カーラの言葉を受けてレキシーはしばらくの間沈黙していたのだが、やがてカーラが淹れた茶を飲み干し、口元を袖で拭ってから落ち着いた口調で説明を始めていく。
「……一言で言えば国王が代わるんだよ。しかもベクターにね」
「おまけに自身の婚約者とそこで正式な婚姻を結ぶみたいだよ」
手にカップを持ったギークが口を挟む。
「そればかりじゃないよ、ネオドラビア教を正式に国教に制定するらしいよ」
レキシーが机に肘をつき不貞腐れた顔で言った。
「あの邪教が国教に?」
カーラの問い掛けにレキシーは黙って首を縦に動かす。
「そうだよ、新国王となるベクターは自身の即位式と婚姻式を兼ねた式典でネオドラビア教の正式な発表をするらしいねぇ」
レキシーは重い溜息を吐きながら言った。
「おまけにその立ち合い者として呼ぶのがイノケンティウスの長男ポール。次期教皇有力候補だよ。ジョゼフやパトリックなんて比較にもならないくらいの権威と権勢を誇る奴だ」
ギークが丁寧に付け加える。それを聞いてレキシーが首を縦に振る。その後で更に付け加えたのだった。
「そればかりじゃないよ、ポールの参謀役であるルパートも呼ぶらしいねぇ」
「……ということはその式典には悪党が勢揃いしているというところですか?」
ヒューゴの問い掛けにレキシーは困ったような笑みを浮かべながら答えた。
「その通り、この国のドス黒い奴らが纏めて勢揃いってわけさ」
「とにかく、事態は最悪の方向に進んだんだよ。ネオドラビア教のことだからその日に害虫駆除人の一掃に励むに決まっている。もう終わりだね」
ギークが忌々しげに吐き捨てる。
「……ねぇ、みなさん。まだ手はありますわ」
「手だってどんな手があるっていうんです?」
ヒューゴが奇異そうな目つきで問い掛けた。
「次期国王ベクター、その婚約者マルグリッタ、それにネオドラビア教の大司教ポール、その参謀役であるルパートを片付けさえすれば私たちの勝ちではありませんの?」
カーラが勝ち誇ったよう表情を浮かべて言った。
「け、けど、依頼主がいないんじゃ」
「ここにいますわ」
カーラは自身を人差し指で突き付けながら言った。
「……いよいよ、復讐の時だっていうのかい?」
レキシーが両目をカーラが使う針のように尖らせながら問い掛ける。
「もちろんですわ。首を長くして待った甲斐がございましてよ」
「しかし、どうしてここまで長い間復讐を待っていたんだ?」
「ねぇ、ヒューゴさん。あなたは好物というのは先と後でしたらどちらからお食べになりまして?」
「ぼくは後ですよ」
「なるほど、ヒューゴさんは楽しみは後に取っておく性格でしたのね。
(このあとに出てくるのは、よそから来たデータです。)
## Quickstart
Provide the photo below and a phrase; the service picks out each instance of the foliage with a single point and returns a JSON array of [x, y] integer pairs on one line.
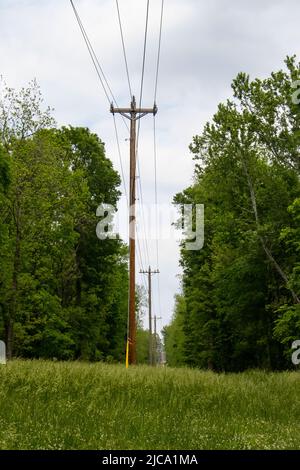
[[63, 292], [237, 287]]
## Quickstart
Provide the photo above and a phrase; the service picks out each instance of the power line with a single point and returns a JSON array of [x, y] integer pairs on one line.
[[91, 52], [138, 131], [96, 62], [159, 48], [124, 50], [120, 159]]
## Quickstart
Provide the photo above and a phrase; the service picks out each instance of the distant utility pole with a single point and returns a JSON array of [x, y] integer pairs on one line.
[[150, 273], [133, 114], [155, 340]]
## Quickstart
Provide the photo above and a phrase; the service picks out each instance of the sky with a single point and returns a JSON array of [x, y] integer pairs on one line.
[[204, 46]]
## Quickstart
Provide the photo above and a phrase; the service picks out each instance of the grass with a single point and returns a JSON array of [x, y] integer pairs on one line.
[[51, 405]]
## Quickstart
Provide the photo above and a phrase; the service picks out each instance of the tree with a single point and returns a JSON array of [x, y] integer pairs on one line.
[[247, 175]]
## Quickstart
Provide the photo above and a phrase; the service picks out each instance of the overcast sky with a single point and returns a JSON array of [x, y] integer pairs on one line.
[[204, 45]]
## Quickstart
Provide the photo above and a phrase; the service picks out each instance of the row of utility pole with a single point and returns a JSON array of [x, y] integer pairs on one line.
[[134, 113], [152, 338]]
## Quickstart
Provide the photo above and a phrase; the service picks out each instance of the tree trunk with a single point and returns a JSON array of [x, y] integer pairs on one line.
[[262, 241], [15, 286]]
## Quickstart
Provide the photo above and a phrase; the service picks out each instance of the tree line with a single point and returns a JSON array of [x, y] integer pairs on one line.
[[239, 306], [63, 292]]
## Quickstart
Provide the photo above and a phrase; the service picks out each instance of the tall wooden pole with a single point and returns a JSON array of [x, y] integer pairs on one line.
[[150, 318], [133, 114], [150, 273]]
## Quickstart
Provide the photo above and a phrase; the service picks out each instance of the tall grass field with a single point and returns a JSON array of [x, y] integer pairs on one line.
[[52, 405]]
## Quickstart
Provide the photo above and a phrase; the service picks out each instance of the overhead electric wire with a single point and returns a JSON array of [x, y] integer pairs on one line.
[[91, 52], [120, 159], [95, 60], [110, 97], [138, 132], [155, 154], [159, 49], [124, 50]]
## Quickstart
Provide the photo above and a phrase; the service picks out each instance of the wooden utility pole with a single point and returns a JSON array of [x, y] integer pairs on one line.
[[155, 340], [133, 114], [150, 273]]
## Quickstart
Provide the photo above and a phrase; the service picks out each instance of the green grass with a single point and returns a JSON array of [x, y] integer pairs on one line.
[[51, 405]]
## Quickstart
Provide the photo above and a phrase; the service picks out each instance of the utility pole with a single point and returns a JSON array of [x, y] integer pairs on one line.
[[133, 114], [150, 273], [155, 341]]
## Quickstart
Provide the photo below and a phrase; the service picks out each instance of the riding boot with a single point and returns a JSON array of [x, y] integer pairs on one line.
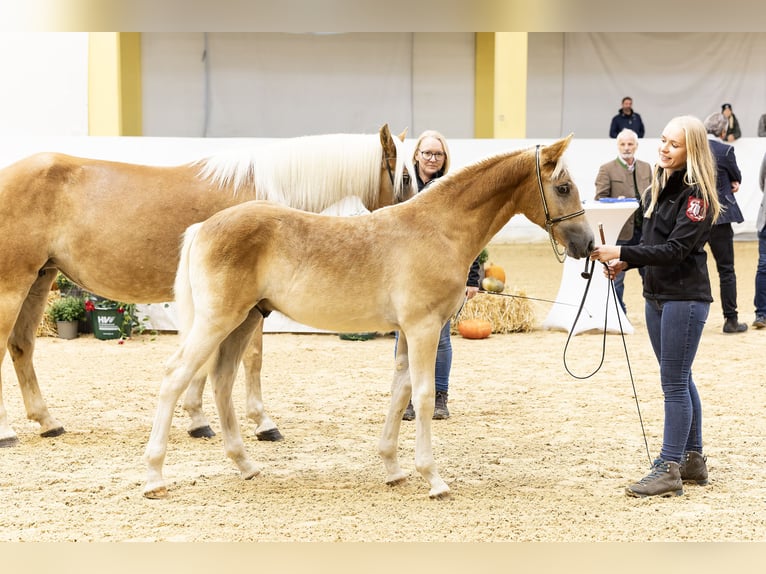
[[409, 412], [663, 480], [440, 406], [694, 468]]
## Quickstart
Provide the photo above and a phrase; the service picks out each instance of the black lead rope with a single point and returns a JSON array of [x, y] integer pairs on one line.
[[613, 293]]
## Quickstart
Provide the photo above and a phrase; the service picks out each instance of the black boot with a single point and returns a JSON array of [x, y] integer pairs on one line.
[[409, 412], [663, 480], [440, 406], [694, 468], [732, 325]]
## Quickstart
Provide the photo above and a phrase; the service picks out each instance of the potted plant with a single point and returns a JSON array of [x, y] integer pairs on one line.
[[111, 319], [67, 312]]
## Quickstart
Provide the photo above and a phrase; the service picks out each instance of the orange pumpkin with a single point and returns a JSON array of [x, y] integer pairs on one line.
[[474, 328], [495, 271]]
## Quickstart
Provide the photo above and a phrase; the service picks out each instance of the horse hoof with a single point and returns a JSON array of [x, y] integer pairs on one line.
[[156, 493], [58, 431], [9, 441], [444, 495], [271, 435], [202, 432]]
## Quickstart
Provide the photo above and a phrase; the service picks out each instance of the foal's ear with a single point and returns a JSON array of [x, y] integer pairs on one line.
[[387, 142], [553, 152]]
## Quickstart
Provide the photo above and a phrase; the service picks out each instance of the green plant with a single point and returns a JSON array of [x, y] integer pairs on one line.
[[67, 309], [483, 256]]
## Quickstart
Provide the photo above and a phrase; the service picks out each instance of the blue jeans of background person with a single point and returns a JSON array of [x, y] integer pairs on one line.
[[675, 329], [443, 358], [760, 275]]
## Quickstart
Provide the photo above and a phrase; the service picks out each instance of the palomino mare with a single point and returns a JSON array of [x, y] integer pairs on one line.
[[257, 257], [115, 229]]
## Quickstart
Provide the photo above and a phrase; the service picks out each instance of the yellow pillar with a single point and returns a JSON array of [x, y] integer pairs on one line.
[[510, 103], [484, 86], [114, 84]]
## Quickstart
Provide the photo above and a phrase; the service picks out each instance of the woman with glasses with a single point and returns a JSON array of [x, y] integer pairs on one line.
[[431, 161]]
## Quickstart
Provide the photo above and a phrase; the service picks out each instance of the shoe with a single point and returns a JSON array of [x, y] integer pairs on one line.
[[694, 468], [732, 325], [663, 480], [409, 412], [440, 406]]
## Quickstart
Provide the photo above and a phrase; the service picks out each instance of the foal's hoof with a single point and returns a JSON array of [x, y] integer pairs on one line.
[[9, 441], [58, 431], [202, 432], [271, 435], [156, 493]]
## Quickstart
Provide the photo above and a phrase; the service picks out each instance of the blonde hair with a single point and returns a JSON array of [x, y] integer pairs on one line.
[[436, 135], [700, 166]]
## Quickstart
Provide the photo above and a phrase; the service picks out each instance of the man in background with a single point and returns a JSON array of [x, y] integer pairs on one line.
[[721, 242], [626, 118], [625, 176]]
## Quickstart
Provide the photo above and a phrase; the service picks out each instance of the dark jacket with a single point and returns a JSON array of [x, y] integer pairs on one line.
[[622, 121], [727, 171], [474, 271], [672, 245]]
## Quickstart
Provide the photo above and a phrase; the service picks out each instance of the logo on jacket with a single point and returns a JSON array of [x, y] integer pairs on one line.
[[695, 209]]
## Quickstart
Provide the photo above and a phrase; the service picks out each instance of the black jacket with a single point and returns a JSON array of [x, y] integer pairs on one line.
[[672, 245]]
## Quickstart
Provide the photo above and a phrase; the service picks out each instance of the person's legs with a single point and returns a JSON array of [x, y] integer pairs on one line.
[[760, 282], [722, 247], [675, 329], [443, 368]]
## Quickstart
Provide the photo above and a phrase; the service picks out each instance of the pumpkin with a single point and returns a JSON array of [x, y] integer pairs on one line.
[[495, 271], [474, 328], [493, 285]]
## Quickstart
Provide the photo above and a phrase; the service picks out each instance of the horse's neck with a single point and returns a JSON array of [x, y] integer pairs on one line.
[[486, 196]]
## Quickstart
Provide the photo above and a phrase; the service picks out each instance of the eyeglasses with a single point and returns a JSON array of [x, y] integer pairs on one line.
[[437, 155]]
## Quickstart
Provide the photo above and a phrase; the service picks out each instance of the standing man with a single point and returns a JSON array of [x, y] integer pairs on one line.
[[626, 118], [625, 176], [728, 178]]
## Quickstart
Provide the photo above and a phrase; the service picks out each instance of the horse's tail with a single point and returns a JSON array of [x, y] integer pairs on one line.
[[182, 286]]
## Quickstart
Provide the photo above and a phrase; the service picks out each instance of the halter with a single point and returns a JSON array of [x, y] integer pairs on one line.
[[549, 223]]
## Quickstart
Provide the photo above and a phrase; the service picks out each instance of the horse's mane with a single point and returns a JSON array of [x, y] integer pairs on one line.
[[309, 172]]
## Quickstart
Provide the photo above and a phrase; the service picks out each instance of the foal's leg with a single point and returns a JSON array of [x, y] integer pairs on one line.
[[194, 352], [21, 346], [252, 360], [422, 361], [199, 427], [223, 374], [400, 394]]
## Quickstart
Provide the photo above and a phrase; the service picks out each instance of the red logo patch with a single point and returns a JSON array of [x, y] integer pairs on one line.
[[696, 209]]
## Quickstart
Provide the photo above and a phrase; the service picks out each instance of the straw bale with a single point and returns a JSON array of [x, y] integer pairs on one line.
[[507, 314]]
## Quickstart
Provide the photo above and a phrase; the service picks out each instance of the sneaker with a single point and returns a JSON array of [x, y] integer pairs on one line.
[[663, 480], [409, 412], [732, 325], [694, 468], [440, 406]]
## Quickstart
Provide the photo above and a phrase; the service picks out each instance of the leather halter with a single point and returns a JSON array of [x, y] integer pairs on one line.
[[549, 223]]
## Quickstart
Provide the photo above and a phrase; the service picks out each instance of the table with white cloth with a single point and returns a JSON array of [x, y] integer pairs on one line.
[[611, 213]]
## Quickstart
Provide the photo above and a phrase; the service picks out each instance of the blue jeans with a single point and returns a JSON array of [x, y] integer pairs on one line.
[[675, 329], [760, 275], [443, 358]]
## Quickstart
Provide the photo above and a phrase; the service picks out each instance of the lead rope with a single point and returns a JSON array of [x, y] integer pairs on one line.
[[613, 294]]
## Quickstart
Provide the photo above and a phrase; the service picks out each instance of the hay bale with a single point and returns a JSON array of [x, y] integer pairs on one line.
[[507, 314], [47, 327]]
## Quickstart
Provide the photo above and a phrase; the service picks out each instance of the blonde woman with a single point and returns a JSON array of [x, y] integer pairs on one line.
[[680, 208], [431, 160]]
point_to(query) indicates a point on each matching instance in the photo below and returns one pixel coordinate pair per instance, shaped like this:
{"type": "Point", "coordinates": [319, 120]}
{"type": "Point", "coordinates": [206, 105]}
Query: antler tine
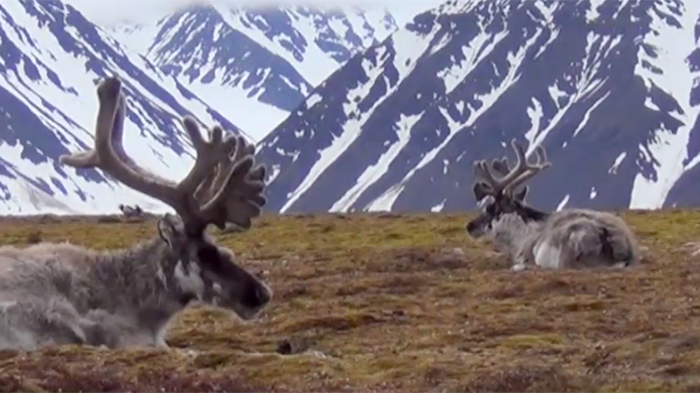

それならば私と同じですわ」
「か、カーラ、あなたはもしかして……」
「その通り、私はずっと待っておりましたの!ベクター殿下に、それから義妹に復讐する機会というのをッ!結婚式に即位式?こんな絶好の機会は他にありませんわ。奴らを幸せの絶頂から不幸のどん底へと叩き落とす……これ以上の幸福はございませんわ」
カーラ燃えるような目を見開き、自身の胸元に手を当てながら復讐について熱烈に語っていく。
「……あんた、自分が背中から針で突き刺されないように気を付けなよ」
レキシーはカーラが興奮した様子で語っている姿を見て思わずたじろいでしまったのか、少し冷ややかな視線を向けて忠告の言葉を投げ掛けた。
それに対してカーラはウフフと可愛らしい笑みを浮かべながら語っていく。
「それくらいの覚悟はできておりますわ。私はいつだって『殺すのならば殺される覚悟を』と思っておりますもの」
カーラはもう一度笑って見せた。それは普段カーラが駆除する悪女が浮かべるような笑みだった。
「まぁ、ここまでカーラに言わせたんだ。オレたちが引き受けないわけにはいかないだろ?」
ヒューゴの言葉に他の仲間たちが同意する。それを受けてカーラは一旦部屋に戻ると、机の上に大量の硬貨や宝石が入った袋を置いた。
「これが私がお針子の仕事や駆除の仕事で貯めたお金ですわ。加えて、今回の駆除には私も同行致しますわ。どうかお引き受けくださらない?」
「……駆除人の掟を忘れたのかい?依頼主は駆除人ギルドマスターの元に報酬を持っていかなくちゃいけないんだよ」
「じゃあ、この金はオレが持ち帰りますよ。ギルドマスターも驚くでしょうね」
ヒューゴはカーラが貯めた袋を見ながら苦笑したように言った。
「では、皆様駆除の際にはよろしくお願い致しますわ」
カーラは丁寧に頭を下げてからお茶を淹れ直しに台所へと戻っていく。
それから新たなお茶を出しながらギークとレキシーに自分がシュポスと戦っている間に何が起きたのかを問い掛けていく。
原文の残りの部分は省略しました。